In an October 24 presentation hosted by Cornell Law School's Dorothea S. Clarke Program in Feminist Jurisprudence, Fuentes recounted her push for women’s rights within the EEOC amid great resistance. In 1966, she became one of the forty-nine founders of the National Organization for Women (NOW), which embarked on an ambitious program to promote the enforcement of the prohibition on sex discrimination included in 1964’s Title VII of the Civil Rights Act.

In the years since, “the effects of Title VII have spilled over into every area of our society,” said Fuentes. Her presentation, “The Legal Revolution in American Women’s Rights – and the Problems that Remain,” surveyed the advances for women in such spheres as legislative protection, career and educational opportunities, and representation in the government. Fuentes observed, “The changes in women’s status that we have seen in the last almost fifty years have been mind-blowing, way beyond anything those of us who founded NOW had in mind.”

Nonetheless, Fuentes cautioned, a slew of problems remain. She enumerated more than two dozen impediments to women’s rights in the U.S. and abroad, including the pay gap, efforts to whittle down reproductive rights, rampant sexual violence against women, discrimination based on sexual orientation and gender identity, and inadequate infant and maternal healthcare.

Cynthia Grant Bowman, Dorothea S. Clarke Professor of Law, remarked, “It is an inspiration for current students to hear about how much a small group of persons determined to bring about social change can achieve – and to hear Fuentes’ continuing commitment to addressing the problems that remain.”

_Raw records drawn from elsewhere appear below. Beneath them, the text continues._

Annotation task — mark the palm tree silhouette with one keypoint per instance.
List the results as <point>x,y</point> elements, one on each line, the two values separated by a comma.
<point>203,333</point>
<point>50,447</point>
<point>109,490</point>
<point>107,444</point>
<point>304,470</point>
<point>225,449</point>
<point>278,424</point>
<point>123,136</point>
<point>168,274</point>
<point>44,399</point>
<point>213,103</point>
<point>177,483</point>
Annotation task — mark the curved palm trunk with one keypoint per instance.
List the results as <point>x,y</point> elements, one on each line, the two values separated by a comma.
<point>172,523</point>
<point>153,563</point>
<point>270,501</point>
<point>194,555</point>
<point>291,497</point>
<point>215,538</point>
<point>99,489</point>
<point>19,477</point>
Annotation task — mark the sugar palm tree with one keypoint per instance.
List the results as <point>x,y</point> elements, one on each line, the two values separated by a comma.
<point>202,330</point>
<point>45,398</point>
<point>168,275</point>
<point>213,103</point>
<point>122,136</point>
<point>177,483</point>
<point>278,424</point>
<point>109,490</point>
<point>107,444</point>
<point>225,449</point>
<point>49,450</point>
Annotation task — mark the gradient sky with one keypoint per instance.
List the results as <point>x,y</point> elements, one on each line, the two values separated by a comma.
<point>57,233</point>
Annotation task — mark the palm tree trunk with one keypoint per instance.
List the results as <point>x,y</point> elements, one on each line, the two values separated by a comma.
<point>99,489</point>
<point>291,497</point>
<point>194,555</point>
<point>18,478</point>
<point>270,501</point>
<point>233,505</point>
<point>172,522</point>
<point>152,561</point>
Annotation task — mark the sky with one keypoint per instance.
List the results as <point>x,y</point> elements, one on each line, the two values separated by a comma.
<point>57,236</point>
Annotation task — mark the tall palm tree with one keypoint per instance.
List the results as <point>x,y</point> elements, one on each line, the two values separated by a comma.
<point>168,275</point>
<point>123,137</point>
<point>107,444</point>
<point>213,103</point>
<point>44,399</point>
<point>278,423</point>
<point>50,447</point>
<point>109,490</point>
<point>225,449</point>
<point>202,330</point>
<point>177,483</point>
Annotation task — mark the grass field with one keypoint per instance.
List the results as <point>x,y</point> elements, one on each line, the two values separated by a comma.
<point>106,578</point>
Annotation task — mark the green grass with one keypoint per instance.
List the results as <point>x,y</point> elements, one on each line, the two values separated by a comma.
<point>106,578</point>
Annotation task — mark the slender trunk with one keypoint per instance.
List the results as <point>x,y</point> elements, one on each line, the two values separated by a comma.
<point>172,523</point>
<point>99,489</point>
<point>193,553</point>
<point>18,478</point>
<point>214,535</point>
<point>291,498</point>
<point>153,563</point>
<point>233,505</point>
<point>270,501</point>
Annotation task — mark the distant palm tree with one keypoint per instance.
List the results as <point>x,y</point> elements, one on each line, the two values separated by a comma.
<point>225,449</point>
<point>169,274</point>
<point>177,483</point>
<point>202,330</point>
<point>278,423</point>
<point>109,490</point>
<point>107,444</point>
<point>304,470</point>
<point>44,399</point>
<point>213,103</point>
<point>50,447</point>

When she began advocating women’s rights in the ‘60s, Fuentes noted that a key weapon of her opposition was ridicule. Asked by an audience member if this was still the case, Fuentes referenced Congressman Todd Akin’s recent comments on “legitimate rape.” “I don’t think there’s as much ridicule, but there are ridiculous arguments,” she said.

She also observed that today many women who support equal rights nonetheless eschew the term “feminist,” because they associate it with being unfeminine or undesirable. She remarked that she sees this proclivity as an internalization of the slanders deployed by women’s rights opponents, constituting another weapon that threatens the cause.

“While women have come a long way… we still have a very, very long way to go,” she said, before concluding with the closing words of Ted Kennedy’s speech at the 1980 Democratic National Convention: “The work goes on, the cause endures, the hope still lives, and the dream will never die.”